We can, for example, pull a randomized sample of slip and fall cases filed against various municipalities in Los Angeles. Each entry contains a description of the case, the initial demands and offers presented, the verdict type, the jury vote, the jury composition, and the final outcome. It only takes a few minutes to sift through this data, which tells us that approximately 50% of the slip and fall cases in our sample resulted in mediated settlements.
But what does this really tell us? What else can we learn by tracking case outcomes? According to Nick Reuhs, a partner at Ice Miller, “everyone’s going to use it differently, getting the different nooks and crannies of it.” As an insurance practitioner, Reuhs is frequently asked about limits. Clients want him to identify the outliers, the worst-case verdicts reached over the last three to five years.
“[But] if you get two or three hundred people to do something, you’ll wash out the outliers, and you can start to trust some of the statistics like the averages or median,” explains John Campbell, a former attorney at the Simon Law Firm in St.
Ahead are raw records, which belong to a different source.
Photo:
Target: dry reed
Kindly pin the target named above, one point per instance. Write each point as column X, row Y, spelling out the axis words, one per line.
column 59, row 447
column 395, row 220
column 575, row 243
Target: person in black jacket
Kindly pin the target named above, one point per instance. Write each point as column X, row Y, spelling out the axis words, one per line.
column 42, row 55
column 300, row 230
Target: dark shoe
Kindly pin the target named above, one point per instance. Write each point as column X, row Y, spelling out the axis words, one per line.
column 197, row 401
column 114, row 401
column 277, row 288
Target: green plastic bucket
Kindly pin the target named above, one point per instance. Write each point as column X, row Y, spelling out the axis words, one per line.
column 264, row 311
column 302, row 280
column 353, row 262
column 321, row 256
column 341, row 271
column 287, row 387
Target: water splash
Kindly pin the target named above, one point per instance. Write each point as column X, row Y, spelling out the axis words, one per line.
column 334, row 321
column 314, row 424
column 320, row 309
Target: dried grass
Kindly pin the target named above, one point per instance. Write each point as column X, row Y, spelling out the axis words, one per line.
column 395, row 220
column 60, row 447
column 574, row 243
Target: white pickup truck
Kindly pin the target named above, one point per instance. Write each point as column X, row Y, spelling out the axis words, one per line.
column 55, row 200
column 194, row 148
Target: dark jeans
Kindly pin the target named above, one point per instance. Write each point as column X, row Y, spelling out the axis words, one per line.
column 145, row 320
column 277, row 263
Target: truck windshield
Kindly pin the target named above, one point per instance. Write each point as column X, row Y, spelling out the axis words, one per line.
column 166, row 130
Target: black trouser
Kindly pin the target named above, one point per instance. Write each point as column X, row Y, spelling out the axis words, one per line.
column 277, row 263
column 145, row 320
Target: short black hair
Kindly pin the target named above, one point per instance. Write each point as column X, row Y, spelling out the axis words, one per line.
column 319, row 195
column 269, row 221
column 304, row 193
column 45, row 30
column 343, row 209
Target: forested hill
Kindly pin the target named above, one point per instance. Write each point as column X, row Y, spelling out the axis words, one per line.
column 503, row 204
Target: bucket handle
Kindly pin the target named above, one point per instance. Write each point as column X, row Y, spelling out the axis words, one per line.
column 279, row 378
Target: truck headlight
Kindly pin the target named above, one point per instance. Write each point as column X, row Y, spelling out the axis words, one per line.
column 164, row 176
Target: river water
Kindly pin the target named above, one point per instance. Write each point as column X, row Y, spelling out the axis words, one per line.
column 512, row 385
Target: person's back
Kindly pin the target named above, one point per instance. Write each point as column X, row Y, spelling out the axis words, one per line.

Louis.
With verdict analytics, attorneys are identifying the monetary amounts at stake in the settlement process, quickly getting a feel for the amounts different types of parties have been willing to accept in order to resolve different types of cases. Attorneys are then comparing these figures with the amounts awarded by juries, backing any possible counter offers with hard data about a case’s likely—rather than possible—value.
Behind the Runaway Jury
A hallmark of Anglo-American legal procedure, the jury remains a curious institution. It’s considered to be the backbone of our legal system, yet few appreciate just how rare jury trials have become. There has been a century-long decline in the portion of cases terminated by trial, with most disputes resolving through mediated settlements.
Legal analytics continues to bring new levels of transparency to these pretrial processes, the details of which are often hidden from the public record. The strength of this data lies not only in its transparency, but also its contextualization—its placement alongside hundreds of thousands of comparable data points. This is what the flashy headlines about nuclear verdicts and runaway juries miss. They miss the averages and the medians overshadowed by the infamous outliers.